Create /home/node/.openclaw/workspace/clone/DECISIONS.md with these sections:
## Handle Without Me
[Types of requests I can respond to directly]
## Draft For My Review
[Types of requests where you write the response but I send it after checking]
## Escalate Immediately
[What you send to me via Telegram without attempting to handle]
## How I Decline
[Paste examples of how I say no]
## How I Buy Time
[Paste examples of how I defer without committing]
## Priority Signals
[What words, senders, or contexts indicate high priority for me]
The most common mistake in decision frameworks
The most common mistake is making the “handle without me” category too small out of caution. If the clone escalates 90% of requests, it saves you no time. Start with a generous “handle without me” list and tighten it over time based on cases where the clone got it wrong. The goal is to find the line, not to stay far away from it.
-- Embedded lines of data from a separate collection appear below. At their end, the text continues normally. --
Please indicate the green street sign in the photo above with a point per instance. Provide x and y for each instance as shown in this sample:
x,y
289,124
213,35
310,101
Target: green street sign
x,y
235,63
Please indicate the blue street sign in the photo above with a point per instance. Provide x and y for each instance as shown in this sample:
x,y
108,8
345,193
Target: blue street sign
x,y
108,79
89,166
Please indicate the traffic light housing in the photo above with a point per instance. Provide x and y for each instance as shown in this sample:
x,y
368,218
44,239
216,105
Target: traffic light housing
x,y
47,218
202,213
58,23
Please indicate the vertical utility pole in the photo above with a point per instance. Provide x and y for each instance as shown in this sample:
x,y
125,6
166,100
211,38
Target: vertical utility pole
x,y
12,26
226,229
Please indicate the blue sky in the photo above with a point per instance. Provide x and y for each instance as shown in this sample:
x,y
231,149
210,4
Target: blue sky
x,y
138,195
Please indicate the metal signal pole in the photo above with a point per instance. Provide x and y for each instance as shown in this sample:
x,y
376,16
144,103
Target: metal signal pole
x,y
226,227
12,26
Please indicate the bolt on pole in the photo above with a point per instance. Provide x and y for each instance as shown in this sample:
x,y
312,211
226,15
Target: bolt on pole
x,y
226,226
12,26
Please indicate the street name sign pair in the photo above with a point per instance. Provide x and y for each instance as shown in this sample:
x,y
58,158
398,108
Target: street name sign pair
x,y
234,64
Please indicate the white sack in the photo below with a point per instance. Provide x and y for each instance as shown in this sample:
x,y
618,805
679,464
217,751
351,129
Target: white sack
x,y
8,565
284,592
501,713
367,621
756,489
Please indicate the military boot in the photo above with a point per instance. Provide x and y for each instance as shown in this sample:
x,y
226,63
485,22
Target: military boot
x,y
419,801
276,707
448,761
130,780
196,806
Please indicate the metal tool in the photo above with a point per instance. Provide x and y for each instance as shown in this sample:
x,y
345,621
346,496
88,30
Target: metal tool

Layer 4: The routing layer
The routing layer controls how messages reach the clone and how its outputs reach people. For most personal clones, the routing setup is:
- Inbound: Messages from specific senders (Telegram contacts, Discord DMs) go to the clone agent
- Outbound: The clone sends its responses to you for review before they go to the original sender, or posts them directly if they’re in the “handle without me” category
- Escalation: Anything in the “escalate immediately” category pings you directly via Telegram or Discord
Read my clone/DECISIONS.md. Then help me set up the routing: messages from [sender IDs I specify] should go to this agent. For any message classified as “handle without me”, reply directly to the sender. For any message classified as “draft for my review”, send me the draft via Telegram with the original message and a 2-option reply: APPROVE to send as-is, or REVISE with notes to rewrite. For any message classified as “escalate immediately”, send me a Telegram alert and do not reply to the sender. Show me the routing configuration before activating it.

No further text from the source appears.